Population-Free Pareto Tracking for Sample-Efficient Multi-Policy MORL
Abstract
Multi-objective reinforcement learning (MORL) is a fundamental framework for real-world decision-making problems involving multiple conflicting criteria. Existing multi-policy (MP) methods typically rely on online evolutionary frameworks that maintain large policy populations, leading to high sample complexity and excessive agent–environment interactions. To mitigate these limitations, we present Multi-policy Pareto Front Tracking (MPFT), a framework without a self-evolving population. It leverages an efficient Pareto-tracking mechanism initialized with single-objective extreme policies to trace the Pareto front, and further densifies sparse regions to achieve an accurate approximation of the full Pareto front.
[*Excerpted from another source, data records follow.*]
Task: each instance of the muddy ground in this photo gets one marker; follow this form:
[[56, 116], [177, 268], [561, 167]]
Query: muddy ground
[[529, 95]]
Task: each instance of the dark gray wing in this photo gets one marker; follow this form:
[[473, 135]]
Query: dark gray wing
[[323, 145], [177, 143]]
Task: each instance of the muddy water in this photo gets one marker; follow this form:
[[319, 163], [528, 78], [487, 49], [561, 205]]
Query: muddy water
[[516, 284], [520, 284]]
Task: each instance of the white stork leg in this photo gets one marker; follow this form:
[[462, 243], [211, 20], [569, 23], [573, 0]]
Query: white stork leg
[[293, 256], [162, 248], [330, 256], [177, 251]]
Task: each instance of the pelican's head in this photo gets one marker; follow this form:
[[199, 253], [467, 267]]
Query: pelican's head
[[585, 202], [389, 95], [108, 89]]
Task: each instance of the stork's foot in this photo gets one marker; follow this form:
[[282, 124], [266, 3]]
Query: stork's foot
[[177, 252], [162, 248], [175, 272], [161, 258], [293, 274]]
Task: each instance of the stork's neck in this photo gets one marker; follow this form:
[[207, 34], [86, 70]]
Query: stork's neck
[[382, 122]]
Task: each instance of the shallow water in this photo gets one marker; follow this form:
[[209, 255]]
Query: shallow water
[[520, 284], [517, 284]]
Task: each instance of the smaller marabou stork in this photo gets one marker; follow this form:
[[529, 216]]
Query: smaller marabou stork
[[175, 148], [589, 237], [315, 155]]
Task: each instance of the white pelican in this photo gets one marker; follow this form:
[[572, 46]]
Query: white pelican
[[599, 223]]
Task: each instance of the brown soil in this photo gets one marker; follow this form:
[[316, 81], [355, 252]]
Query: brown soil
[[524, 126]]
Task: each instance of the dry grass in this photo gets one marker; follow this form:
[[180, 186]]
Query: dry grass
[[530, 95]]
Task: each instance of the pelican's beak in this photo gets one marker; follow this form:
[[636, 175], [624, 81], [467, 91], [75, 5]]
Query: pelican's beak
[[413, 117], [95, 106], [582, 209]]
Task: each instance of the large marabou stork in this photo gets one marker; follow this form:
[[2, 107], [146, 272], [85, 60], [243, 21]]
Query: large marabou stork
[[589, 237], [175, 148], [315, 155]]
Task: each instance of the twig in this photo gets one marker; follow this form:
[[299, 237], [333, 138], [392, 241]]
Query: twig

MPFT can be seamlessly integrated with advanced offline MORL algorithms, thereby substantially improving sample efficiency. We evaluate MPFT on six robotic control tasks with up to three objectives and three high-dimensional tasks with more than three objectives. Experimental results show that MPFT outperforms state-of-the-art baselines in terms of hypervolume and expected utility. It also significantly reduces agent–environment interactions. These results further demonstrate that MPFT serves as a general-purpose framework that can seamlessly integrate both online and offline MORL algorithms.